On a fait un stop chez
Aqua Mer, qui nous avait promis une commandite. On a
attendu une demi-heure. C'était compliqué. Finalement, on a
laissé tomber. Marc était déçu. On voulait repartir.
Le chemin entre Carleton et Maria est très joli. Parsemé de
fermes, parfois on voit la mer se profiler sur l'horizon.
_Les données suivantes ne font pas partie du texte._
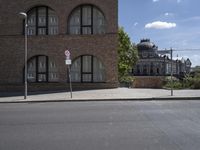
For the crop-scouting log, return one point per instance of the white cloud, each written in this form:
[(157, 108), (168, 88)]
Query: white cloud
[(160, 25), (167, 14), (179, 1), (155, 1)]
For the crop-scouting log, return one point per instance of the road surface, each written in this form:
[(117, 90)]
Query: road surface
[(138, 125)]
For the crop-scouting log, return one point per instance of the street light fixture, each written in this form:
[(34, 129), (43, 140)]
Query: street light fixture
[(25, 54)]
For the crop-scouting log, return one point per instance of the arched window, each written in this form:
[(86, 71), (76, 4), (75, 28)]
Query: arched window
[(87, 68), (42, 69), (42, 21), (86, 19)]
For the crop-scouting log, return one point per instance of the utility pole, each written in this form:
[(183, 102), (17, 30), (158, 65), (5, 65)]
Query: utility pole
[(171, 54)]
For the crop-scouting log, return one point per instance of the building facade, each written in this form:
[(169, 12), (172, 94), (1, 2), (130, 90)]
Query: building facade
[(87, 28), (152, 67), (151, 63)]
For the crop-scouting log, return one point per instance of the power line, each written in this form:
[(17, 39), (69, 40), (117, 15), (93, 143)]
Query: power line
[(187, 49)]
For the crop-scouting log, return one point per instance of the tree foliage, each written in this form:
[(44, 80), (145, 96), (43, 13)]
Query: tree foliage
[(127, 54)]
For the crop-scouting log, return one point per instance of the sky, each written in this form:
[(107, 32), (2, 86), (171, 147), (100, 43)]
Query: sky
[(168, 23)]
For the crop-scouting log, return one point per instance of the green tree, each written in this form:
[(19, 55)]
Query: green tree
[(127, 55)]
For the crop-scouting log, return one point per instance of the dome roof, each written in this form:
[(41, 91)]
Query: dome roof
[(145, 44)]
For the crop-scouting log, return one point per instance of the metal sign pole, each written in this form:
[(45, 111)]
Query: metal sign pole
[(70, 83), (171, 53)]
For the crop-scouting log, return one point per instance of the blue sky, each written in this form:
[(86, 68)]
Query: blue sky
[(168, 23)]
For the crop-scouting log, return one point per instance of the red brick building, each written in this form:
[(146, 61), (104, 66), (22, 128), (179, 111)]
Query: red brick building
[(88, 28)]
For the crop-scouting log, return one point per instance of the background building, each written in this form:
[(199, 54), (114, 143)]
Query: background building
[(88, 28), (151, 66)]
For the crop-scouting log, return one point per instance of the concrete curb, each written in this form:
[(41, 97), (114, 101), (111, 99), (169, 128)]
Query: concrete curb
[(101, 100)]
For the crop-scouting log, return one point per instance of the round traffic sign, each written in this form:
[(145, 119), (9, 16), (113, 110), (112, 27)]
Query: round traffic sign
[(67, 53)]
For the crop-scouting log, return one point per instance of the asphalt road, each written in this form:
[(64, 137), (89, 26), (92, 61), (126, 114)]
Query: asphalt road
[(149, 125)]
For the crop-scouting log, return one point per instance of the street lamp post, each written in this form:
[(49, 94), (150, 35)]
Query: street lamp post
[(25, 53)]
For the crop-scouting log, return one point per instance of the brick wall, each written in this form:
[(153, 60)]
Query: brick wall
[(12, 40)]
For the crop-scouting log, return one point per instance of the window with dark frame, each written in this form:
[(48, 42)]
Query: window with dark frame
[(87, 69), (86, 19), (42, 20), (42, 69)]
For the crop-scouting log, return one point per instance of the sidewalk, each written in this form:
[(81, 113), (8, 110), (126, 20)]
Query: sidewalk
[(108, 94)]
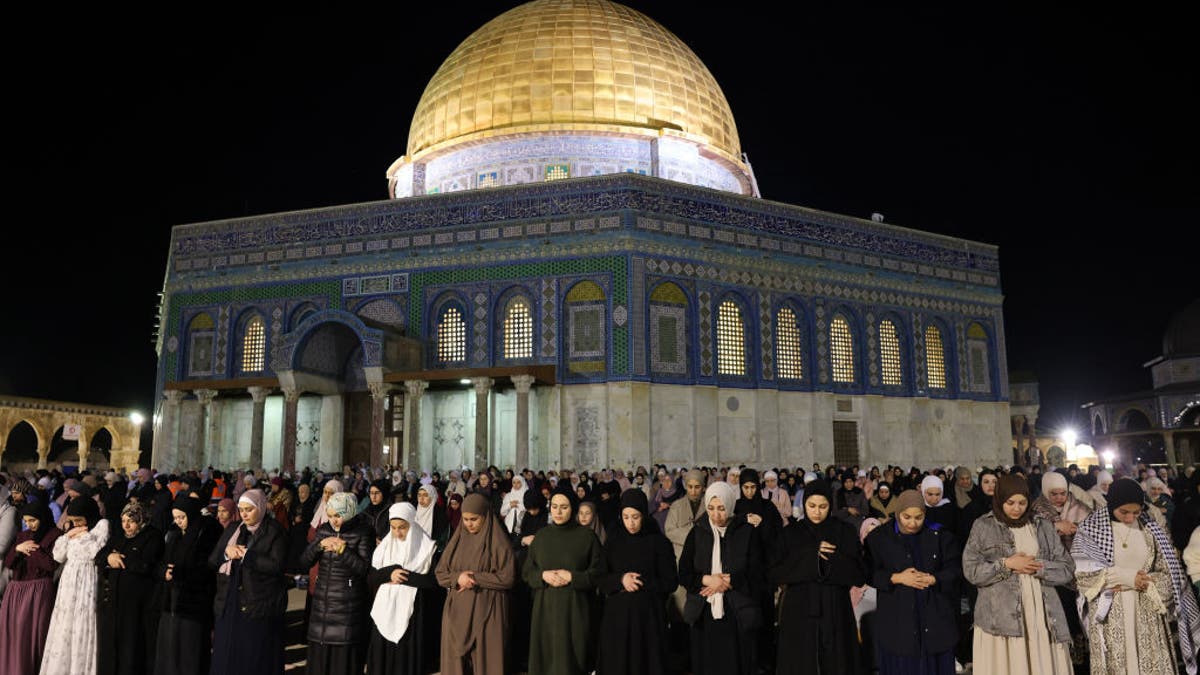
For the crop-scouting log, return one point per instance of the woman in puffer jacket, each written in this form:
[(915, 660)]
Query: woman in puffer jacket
[(337, 627)]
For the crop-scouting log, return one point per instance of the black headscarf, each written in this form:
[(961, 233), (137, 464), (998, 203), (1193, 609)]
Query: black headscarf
[(45, 519), (1125, 491), (819, 488), (85, 507)]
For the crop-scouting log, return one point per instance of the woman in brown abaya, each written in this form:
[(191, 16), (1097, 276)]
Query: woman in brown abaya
[(478, 571)]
Marc-Antoine et moi, on n'a pas arrêté de chantonner La mer
de Trenet, mais on ne sait que le premier couplet:
La mer qu'on voit danser
Sur les golfs clairs
A des reflets d'argent
La mer, lorsqu'on l'a connu, on ne peut plus s'en passer. La
mer, qui a inspiré tant de chansons, de poèmes, sur laquelle
les hommes ont fait les conquêtes et enfin plusieurs
guerres.
La mer!
Tu t'assoies sur une plage de la Grande-Échouerie, de
L'Étang-du-Nord ou de la Dune-Du-Sud (juste le nom est un
poème en soi, imagine-t’y asseoir) et tu regardes l'horizon
sur la mer au levant ou au couchant, c'est pareil, et tu
n'es plus une femme, ni un homme, tu es maintenant un avec
l'élément. Tu es l'esprit de la mer. Tu es la mer...
On s'est arrêté sous les sapins, d'une jolie maison jaune
pour se rassasier. On avait faim et soif. Nous avancions si
bien, mes douleurs étaient anesthésiées. Nous avons repris
la chaussée. J'ai sifflé Marc-Antoine et lui ai indiqué la
station de radio qui se présentait sur notre route. Il m'a
fait signe que non. Les médias sont maintenant ma drogue.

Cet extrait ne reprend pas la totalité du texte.